Get ready for the Unicorn Jailbreak. Tech stocks have taken off this year like a bat out of hell. But several hundred startups valued at over $1 billion, so-called unicorns, are watching with envy. Sure, 57 startups became unicorns in 2017, according to Recode. Their valuations are rising with venture-capital money, but what’s the fun in that? Liquidity is where it’s at.
This market is dominated by investors suffering from split personality disorder, rotating between risk-on and risk-off modes. Risk off means uncertainty and caution—and investors avoid risk like they’re retiring next week. Today the market is definitely risk on. Heck, the Cboe Volatility Index, or “fear gauge,” briefly hit an all-time low last week.
It’s time for the whole blessing of unicorns—look it up—to break out, hit the public markets and trade every day like real companies. Spotify has done a confidential filing for a direct listing on the New York Stock Exchange. It’s a great start, but others will need a bigger splash.
I’ve rarely seen a frothier market. Fed-driven low interest rates mean investors are begging for things to buy. They’re chasing mirages like cryptocurrencies and initial coin offerings. Calpers just raised its equity allocation, more as a magic wand to stave off municipalities actually kicking in more dough. But no matter, they need stock. As they say on Wall Street, when the ducks are quacking, feed them.
Where are all the IPOs? One problem is that SoftBank’s $93 billion Vision Fund is bagging unicorns like Teddy Roosevelt shooting wild buffalo from his train. It put $4.4 billion into office-space provider WeWork, $2.5 billion into the Indian online retailer Flipkart, and $1 billion into Fanatics, which sells football jerseys. And don’t forget the $7 billion it just invested in Uber, shrinking the ride-sharing giant’s valuation to $45 billion from $68 billion at the previous round. Only public markets can judge whether these valuations are right. For now, it’s shoot and wish.
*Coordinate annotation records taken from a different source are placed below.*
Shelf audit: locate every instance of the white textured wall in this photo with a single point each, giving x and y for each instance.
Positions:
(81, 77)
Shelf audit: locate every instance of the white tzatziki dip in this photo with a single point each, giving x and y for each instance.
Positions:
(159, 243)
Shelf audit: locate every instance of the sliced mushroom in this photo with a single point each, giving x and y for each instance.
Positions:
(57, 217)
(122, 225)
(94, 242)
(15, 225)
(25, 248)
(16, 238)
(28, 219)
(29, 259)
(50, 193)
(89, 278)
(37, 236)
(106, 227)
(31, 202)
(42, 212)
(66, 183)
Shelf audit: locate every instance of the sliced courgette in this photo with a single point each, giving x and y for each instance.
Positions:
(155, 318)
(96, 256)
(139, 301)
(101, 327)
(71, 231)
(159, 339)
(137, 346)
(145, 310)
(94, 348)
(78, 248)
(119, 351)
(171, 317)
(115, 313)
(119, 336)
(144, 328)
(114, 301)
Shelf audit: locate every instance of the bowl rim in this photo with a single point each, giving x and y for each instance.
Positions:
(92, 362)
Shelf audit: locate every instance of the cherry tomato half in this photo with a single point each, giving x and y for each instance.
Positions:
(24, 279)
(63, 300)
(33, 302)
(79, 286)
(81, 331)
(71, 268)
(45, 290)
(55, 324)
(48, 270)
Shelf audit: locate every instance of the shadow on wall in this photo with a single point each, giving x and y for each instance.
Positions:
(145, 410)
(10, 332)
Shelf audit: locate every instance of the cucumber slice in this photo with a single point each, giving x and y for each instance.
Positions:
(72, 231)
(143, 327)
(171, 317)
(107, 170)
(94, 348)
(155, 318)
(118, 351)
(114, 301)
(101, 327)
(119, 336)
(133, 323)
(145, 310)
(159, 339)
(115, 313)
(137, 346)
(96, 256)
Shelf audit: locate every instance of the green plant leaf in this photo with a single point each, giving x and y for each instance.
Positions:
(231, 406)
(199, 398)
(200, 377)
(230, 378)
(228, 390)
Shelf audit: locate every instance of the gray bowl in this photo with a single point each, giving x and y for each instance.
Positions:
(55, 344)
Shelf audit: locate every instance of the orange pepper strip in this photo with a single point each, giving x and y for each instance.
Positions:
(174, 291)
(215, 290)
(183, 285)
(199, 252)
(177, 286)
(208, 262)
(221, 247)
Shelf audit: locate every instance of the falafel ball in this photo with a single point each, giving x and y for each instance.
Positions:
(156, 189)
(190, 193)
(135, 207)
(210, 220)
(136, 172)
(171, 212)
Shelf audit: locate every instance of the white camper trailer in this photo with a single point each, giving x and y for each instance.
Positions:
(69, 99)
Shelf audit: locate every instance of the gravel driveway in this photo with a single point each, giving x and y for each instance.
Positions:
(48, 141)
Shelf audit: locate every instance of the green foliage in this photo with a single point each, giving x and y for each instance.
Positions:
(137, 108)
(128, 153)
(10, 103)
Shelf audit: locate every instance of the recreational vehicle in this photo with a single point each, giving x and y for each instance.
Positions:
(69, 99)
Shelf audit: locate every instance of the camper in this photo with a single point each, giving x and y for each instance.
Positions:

Some worry about recent initial public offerings. Snap is still below its opening price. Meal-prep company Blue Apron stayed in the oven too long and its stock burned to $4. On the other hand, newly public companies Stitch Fix and Roku are well up over their offering price. Time to make the doughnuts.
There are so many great new companies and, be warned, plenty of duds. How can you tell them apart? Let the market sort it out. Slack is almost the standard for in-company chats. Uber’s highly reported problems show up everywhere but its growth rate. Airbnb bookedthree million guests on New Year’s Eve, up from 1,400 in 2009.
Bring the new batch on: Robinhood, Peloton, Dropbox, Xiaomi, Pinterest, Houzz, Compass, GitHub. Even Reddit, valued at $1.8 billion this past summer, should go public. Then there’s Leonardo DiCaprio-backed Rubicon Global, which automates trash collection and recycling. IPO Leo! The market could absorb a deal a day.
For all I know, since financials are annoyingly hard to come by, all these companies are in the red. Uber certainly is, losing almost $1.5 billion in the third quarter of 2017. But in a risk-on phase, investors don’t care if you’re losing money—for now! Just show what the company will look like in five years.
I hear all the time that companies are not ready or are too nervous to go public. They should get a grip. If a company is afraid to go public—with all the transparency and responsibility that entails—it shouldn’t be in business. Being public provides cheap capital, compensation to attract talent, and a currency for acquisitions. Ask Facebook . If I were an investment banker, I’d be shaking the trees for deals. If managements and boards of directors don’t take companies public in this forgiving market, they’re guilty of malfeasance and shirking their fiduciary duty.
The economy needs this. The more companies are publicly traded, the more information quickly gets into the market. This is especially important in innovative industries. And for several years now, venture capitalists have been putting more into startups than they have been taking out in exits. That can’t last forever. Capitalism can’t perform at its highest potential with large opaque companies.
But if there is a Unicorn Jailbreak, don’t buy with your eyes closed. Study management teams and competition. Not many unicorns will turn into the next Facebook or Amazon. Or even be around in a decade. There is no guarantee this ends well. Companies are racing Fed rate increases, the ultimate IPO party pooper. The risk-off time will come soon enough. Until then, party like it’s 1999.